The Pentagon’s inspector general wrote that reports distributed throughout the Army and Marine Corps after the 1991 Persian Gulf War and the Somalia conflict in 1994 urged the development of armored vehicles to avoid the devastating effects of roadside bombs and land mines, but the Pentagon failed to act, according to USA Today.
The conclusions of the 1991 and 1994 reports were not included in the one-page summary of the inspector general’s findings released in December, the paper wrote, noting that the inspector general’s full report was later posted on a Web site by the Center for Public Integrity, a government watchdog group.

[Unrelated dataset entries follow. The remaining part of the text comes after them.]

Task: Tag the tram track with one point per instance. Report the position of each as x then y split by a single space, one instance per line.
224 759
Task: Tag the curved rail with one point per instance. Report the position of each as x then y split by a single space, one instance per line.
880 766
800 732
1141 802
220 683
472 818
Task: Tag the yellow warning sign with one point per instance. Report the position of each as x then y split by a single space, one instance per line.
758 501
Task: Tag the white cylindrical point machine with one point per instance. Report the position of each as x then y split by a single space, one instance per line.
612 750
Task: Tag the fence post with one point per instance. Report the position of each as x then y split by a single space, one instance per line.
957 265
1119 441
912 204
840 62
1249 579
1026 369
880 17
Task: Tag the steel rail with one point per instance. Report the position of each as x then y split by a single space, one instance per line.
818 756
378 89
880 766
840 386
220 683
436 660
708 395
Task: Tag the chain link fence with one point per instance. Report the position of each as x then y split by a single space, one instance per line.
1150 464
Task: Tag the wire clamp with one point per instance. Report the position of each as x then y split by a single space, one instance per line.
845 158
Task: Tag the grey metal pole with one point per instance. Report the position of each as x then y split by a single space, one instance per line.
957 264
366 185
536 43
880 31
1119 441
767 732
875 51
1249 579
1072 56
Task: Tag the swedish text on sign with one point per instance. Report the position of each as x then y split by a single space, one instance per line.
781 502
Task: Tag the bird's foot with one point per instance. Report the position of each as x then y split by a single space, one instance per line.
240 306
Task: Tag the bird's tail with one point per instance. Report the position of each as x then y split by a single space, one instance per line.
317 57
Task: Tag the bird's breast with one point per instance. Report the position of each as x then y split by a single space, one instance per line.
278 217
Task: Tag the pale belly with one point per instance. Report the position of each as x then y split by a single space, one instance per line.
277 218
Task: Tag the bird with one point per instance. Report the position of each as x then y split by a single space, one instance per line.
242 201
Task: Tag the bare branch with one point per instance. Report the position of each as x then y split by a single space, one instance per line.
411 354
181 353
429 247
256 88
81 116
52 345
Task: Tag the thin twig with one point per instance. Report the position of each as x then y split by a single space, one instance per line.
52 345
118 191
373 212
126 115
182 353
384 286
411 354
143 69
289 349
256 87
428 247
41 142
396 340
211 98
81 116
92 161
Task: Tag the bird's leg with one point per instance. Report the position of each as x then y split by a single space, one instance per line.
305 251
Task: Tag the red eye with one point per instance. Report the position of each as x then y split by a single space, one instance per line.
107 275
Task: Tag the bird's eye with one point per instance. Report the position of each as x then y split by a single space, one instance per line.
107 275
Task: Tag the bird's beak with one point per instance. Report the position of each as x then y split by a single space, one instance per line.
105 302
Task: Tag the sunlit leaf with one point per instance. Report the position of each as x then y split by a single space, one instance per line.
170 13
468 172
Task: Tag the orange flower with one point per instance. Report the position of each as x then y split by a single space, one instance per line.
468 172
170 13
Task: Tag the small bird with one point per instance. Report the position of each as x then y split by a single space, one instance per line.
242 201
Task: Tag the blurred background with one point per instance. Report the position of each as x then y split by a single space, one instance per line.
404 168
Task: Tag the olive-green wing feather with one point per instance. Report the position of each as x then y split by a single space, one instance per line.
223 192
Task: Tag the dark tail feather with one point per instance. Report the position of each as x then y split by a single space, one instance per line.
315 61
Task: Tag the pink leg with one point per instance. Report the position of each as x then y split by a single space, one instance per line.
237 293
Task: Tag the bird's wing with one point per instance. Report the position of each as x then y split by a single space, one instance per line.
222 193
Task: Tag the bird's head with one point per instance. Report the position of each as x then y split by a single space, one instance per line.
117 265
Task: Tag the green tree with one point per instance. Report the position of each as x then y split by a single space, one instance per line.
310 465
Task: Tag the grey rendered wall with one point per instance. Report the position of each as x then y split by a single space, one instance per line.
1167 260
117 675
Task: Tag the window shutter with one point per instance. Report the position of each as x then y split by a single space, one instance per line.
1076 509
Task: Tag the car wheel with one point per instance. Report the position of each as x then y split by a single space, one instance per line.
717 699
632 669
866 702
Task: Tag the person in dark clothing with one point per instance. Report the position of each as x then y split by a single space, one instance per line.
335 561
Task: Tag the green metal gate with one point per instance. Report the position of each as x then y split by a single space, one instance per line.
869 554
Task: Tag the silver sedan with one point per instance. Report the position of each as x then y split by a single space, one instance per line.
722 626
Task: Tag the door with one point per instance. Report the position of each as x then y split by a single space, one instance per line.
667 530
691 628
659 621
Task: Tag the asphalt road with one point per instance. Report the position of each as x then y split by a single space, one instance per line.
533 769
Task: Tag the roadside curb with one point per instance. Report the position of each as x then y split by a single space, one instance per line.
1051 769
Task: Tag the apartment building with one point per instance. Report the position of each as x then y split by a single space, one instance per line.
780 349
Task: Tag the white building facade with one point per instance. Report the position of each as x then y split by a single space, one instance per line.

Troops added makeshift armor to their Humvees and the Pentagon rushed kits to retrofit the vehicles with better protections after the threat from roadside bombs escalated in 2003 and 2004, according to the report. Even so, retrofitted Humvees remained vulnerable to improvised explosive devices, because of the vehicle’s "flat bottom, low weight, low ground clearance and aluminum body," the inspector general found.
The report distributed throughout the Army and Marine Corps in 1994 found that a Humvee "even with a mine-protection retrofit kit developed for Somalia remained a deathtrap in the event of an anti-tank mine detonation," USA Today reported.